Board Chairperson Karen Hlavac said it was important that the district negotiate an amicable agreement for both sides with the company since it will continue to bus children next year, while also keeping in mind the board’s obligations to taxpayers.
“From my perspective with the Board of Education, we needed to make sure that we negotiated with the terms that we thought were in the best interest of the school district and of course by extension the town,” she said.
The agreement comes after weeks of the district projecting that it will not have to pay any of the contract, a position other superintendents described as untenable to elected officials in their own municipalities. They pointed to Gov. Ned Lamont’s Executive Order 7R stating that municipalities and school districts are required to continue “to make payments to transportation providers so that they may compensate their active employees and provide them health insurance.”

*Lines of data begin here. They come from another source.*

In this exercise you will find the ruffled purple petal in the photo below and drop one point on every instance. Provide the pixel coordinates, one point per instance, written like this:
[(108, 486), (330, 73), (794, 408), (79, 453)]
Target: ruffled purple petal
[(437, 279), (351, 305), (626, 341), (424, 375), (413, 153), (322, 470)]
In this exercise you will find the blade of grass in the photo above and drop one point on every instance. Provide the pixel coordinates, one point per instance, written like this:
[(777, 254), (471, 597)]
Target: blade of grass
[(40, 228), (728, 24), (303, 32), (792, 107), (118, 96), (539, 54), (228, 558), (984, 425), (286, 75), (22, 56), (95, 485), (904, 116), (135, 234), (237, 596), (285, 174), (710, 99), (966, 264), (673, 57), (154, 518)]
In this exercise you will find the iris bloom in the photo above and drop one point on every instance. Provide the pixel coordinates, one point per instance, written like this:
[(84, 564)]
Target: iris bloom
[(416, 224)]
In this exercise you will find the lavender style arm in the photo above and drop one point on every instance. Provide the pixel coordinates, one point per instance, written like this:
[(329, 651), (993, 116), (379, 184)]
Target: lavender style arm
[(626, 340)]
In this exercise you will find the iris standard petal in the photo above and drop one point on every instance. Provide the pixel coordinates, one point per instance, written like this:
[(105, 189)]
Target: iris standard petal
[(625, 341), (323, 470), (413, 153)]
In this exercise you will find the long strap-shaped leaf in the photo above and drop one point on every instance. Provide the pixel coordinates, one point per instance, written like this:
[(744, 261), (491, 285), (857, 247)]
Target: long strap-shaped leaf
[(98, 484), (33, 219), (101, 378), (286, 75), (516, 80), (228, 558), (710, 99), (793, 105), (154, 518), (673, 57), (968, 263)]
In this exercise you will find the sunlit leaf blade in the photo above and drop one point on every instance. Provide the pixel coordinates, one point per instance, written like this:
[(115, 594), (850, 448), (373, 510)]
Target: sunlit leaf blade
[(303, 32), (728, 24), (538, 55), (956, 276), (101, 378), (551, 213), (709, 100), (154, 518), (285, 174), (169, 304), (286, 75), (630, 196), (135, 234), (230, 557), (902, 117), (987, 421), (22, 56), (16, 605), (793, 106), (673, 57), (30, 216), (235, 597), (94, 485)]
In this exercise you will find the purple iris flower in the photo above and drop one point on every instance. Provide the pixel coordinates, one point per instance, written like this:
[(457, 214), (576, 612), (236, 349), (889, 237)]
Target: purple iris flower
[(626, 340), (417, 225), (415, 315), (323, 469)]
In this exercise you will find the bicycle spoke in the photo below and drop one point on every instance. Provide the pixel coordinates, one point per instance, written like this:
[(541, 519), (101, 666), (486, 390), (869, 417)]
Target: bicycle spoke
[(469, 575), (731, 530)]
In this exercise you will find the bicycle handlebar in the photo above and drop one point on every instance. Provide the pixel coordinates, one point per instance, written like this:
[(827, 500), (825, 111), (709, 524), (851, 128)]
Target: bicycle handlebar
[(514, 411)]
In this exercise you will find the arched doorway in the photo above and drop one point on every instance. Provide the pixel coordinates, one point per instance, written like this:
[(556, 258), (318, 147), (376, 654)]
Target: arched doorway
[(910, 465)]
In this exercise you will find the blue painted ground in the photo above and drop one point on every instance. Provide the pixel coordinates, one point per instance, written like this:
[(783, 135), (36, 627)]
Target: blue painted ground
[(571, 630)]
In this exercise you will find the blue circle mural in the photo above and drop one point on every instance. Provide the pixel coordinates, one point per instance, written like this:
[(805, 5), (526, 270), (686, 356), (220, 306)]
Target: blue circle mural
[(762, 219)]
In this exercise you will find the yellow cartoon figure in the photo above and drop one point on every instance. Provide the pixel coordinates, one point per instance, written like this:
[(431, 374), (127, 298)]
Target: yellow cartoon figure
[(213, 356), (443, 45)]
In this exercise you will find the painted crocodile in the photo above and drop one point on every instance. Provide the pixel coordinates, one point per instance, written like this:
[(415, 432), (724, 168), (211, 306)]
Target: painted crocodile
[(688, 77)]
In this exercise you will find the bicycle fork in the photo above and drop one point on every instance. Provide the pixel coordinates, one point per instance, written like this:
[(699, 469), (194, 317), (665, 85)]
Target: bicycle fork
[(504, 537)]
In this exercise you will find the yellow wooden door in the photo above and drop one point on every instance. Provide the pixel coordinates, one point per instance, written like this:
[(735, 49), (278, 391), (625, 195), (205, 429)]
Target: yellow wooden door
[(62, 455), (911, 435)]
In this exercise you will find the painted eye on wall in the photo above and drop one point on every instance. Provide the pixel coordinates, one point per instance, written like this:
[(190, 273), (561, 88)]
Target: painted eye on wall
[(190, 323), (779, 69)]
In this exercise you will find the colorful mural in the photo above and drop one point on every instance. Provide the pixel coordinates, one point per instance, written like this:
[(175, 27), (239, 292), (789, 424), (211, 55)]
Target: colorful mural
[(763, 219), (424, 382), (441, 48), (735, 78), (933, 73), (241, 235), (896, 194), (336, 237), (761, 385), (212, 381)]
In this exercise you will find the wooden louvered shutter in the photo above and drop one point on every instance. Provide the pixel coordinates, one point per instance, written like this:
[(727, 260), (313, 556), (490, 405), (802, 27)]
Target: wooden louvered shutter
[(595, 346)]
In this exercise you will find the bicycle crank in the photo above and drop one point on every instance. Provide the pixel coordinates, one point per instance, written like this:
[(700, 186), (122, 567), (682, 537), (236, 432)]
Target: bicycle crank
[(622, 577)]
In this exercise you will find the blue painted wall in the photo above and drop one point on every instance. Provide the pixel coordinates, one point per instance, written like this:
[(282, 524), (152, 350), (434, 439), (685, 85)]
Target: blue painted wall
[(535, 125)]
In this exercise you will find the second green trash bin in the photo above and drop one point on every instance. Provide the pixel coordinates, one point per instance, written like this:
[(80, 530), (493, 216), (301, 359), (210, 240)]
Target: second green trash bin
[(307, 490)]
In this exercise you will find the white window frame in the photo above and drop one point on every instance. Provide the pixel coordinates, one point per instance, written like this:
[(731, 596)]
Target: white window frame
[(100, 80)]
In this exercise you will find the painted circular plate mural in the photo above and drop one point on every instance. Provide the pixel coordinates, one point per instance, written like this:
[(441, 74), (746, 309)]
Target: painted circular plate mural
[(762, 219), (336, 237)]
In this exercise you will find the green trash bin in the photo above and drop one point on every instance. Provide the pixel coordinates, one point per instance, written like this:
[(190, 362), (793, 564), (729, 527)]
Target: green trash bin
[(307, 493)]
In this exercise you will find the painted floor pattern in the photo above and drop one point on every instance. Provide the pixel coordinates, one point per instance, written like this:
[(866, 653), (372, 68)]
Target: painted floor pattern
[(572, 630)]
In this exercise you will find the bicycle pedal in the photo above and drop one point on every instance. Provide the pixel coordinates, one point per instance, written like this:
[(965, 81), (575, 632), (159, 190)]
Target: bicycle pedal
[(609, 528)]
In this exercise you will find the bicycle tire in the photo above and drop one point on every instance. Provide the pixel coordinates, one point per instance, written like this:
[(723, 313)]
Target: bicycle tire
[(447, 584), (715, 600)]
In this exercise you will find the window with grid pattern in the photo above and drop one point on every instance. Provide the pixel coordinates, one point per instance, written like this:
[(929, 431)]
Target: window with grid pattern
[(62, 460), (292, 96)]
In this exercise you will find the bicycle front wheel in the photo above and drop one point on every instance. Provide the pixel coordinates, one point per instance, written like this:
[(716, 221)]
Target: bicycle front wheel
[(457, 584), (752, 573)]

Barone said the district’s expected surplus is still large enough that he does not anticipate having to pay $372,000 toward the busing contract will endanger any of the outlays the Board of Education has already approved using the excess funds.
That includes a $1 million giveback to the municipal government — earmarked by Mayor William W. Dickinson Jr. to offset a tax increase, $586,000 capital projects like replacing computers, $365,000 to keep the food distribution program running, and $400,000 for curriculum materials. Taken together, that leaves approximately $737,000 in surplus funds after the payment to Durham is taken into account.
Hlavac said having some unbudgeted funds will be crucial for purchasing personal protective equipment and other supplies in the fall should schools be permitted to reopen.
“If it's decided that they’ll return to the actual school building, keeping in mind distancing and all the measures that are in place, there are going to be costs that are incurred,” she said.